= Bill Mack (songwriter) =

American musician (1929–2020)

Bill Mack Smith Jr. (June 4, 1929 – July 31, 2020) was an American country music songwriter, singer, and radio host. While at WBAP Radio, Mack initiated the Bill Mack Million Mile Club for truckers achieving one million miles of accident-free over-the-road driving.

==Life==
For many years, Mack was best known as the host of The Country Roads Show, (later U.S. 1 Trucking Show, and later still, Midnight Cowboy Trucking Show) the overnight country music show on WBAP, a clear channel station in Fort Worth. Mack's show catered primarily to truck drivers who traveled during the late-night hours. Its opening theme music was an instrumental rendition of "Orange Blossom Special", performed by Felix Slatkin and his orchestra.

Because of WBAP's clear channel signal range via skywave at night, Mack's show was heard over most of the continental United States. Mack began his show in 1969. He briefly took his show to Mexican "border blaster" station XERF, but returned to WBAP when an agreement for Mack to do his show from his Fort Worth home fell through.

In addition, Mack hosted the syndicated radio show Country Crossroads, heard on more than 800 stations across the country, and a similar cable television show on FamilyNet. He also hosted the Overdrive Top Ten Countdown, a weekly one-hour country music countdown geared toward truckers, in syndication.

Mack left WBAP to join XM Satellite Radio on its Open Road channel (XM 171). Two of the other main personalities on Open Road, Dave Nemo and Dale "The Truckin' Bozo" Sommers, were Mack's primary competitors before all three left their AM radio stations to join XM. Mack's radio program was heard weekdays on XM channel 13 from 12 Noon to 3 PM Eastern, and rebroadcast from Midnight to 3 AM Eastern. On April 29, 2011, Mack announced that Sirius/XM had terminated his contract to make room for a merger of two of the channels The Roadhouse and Willie's Place into one channel and that this was his final show.

Mack was succeeded on his WBAP show by Eric Harley, and the show was renamed the Midnight Radio Network and then Red Eye Radio several years later.

In the country music industry, Mack was also a songwriter. His best-known song is "Blue," one of LeAnn Rimes' biggest hits. The song won Mack the Grammy Award for Best Country Song in 1997. Mack also wrote "Drinking Champagne," which has been recorded by numerous artists. The song was a hit for Cal Smith in 1968, and again for George Strait in 1990 on his album Livin' It Up. Some of his other songs have been recorded by Dean Martin, Ray Price, Jerry Lee Lewis and George Jones.
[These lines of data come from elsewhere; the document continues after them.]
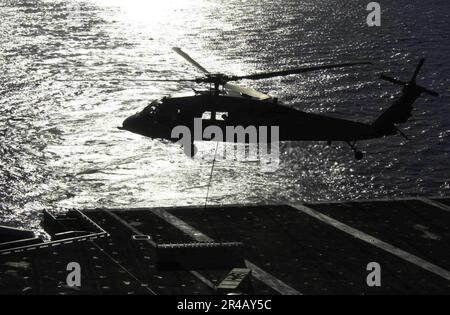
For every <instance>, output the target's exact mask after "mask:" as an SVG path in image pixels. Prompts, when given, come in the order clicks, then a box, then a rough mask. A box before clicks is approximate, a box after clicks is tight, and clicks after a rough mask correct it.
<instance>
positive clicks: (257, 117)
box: [121, 92, 396, 142]
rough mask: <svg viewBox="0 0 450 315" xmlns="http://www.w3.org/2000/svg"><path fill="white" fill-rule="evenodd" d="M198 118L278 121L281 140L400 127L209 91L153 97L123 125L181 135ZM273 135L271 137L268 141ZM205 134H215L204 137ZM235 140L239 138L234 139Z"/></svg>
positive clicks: (233, 123) (234, 122) (375, 130)
mask: <svg viewBox="0 0 450 315" xmlns="http://www.w3.org/2000/svg"><path fill="white" fill-rule="evenodd" d="M194 119H197V121H199V120H200V119H201V128H202V134H203V131H204V129H206V128H207V127H209V126H217V127H219V128H220V129H221V130H222V132H223V133H224V134H225V133H226V131H227V127H237V126H242V127H244V128H247V127H250V126H254V127H255V128H256V129H257V130H260V127H267V128H269V129H270V128H271V127H273V126H276V127H278V128H279V139H278V140H279V141H327V142H331V141H345V142H353V141H357V140H366V139H373V138H378V137H383V136H385V135H388V134H391V132H392V133H395V132H396V131H395V130H392V131H390V130H389V131H387V130H379V129H377V128H374V127H373V126H372V125H371V124H365V123H360V122H355V121H350V120H346V119H340V118H333V117H329V116H325V115H321V114H314V113H307V112H303V111H300V110H297V109H295V108H292V107H289V106H286V105H284V104H282V103H280V102H278V101H277V100H276V99H274V98H270V99H266V100H258V99H254V98H251V97H246V96H229V95H215V94H213V93H208V92H204V93H199V92H197V93H195V94H193V95H181V96H175V97H165V98H162V99H160V100H156V101H153V102H152V103H151V104H150V105H149V106H147V107H146V108H145V109H144V110H142V111H141V112H139V113H137V114H135V115H133V116H131V117H129V118H127V119H126V120H125V121H124V123H123V127H122V128H121V129H125V130H128V131H131V132H134V133H137V134H140V135H143V136H146V137H150V138H160V139H168V140H171V141H177V140H178V139H176V138H175V139H174V138H173V137H172V130H173V129H174V128H175V127H177V126H186V127H188V128H189V129H190V130H192V131H194ZM271 139H272V138H270V137H268V141H271ZM201 140H211V138H210V137H201ZM224 141H227V139H226V138H224ZM234 142H239V141H238V139H234Z"/></svg>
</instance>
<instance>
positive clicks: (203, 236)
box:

In 2000, Mack won the media category award given by the Grand Ole Opry. He was named to the Texas Country Music Hall of Fame in 1999, and the Country Music DJ and Radio Hall of Fame in 1982.

Bill Mack lived in Fort Worth, Texas, with his wife, Cynthia. They had three children - Misty Dawn, Billy Mack III, and Sunday Renee. They had several grandchildren as well as one nephew - Jeff Harrison. Bill Mack had a daughter named Debbie from a previous marriage.

Bill Mack Smith III ("Billy") has followed in his father's footsteps and has his own radio show with 92.1 Hank FM in Fort Worth, Texas.

Mack died on July 31, 2020. According to his family, he had been diagnosed with COVID-19 two days prior amid the COVID-19 pandemic in Texas.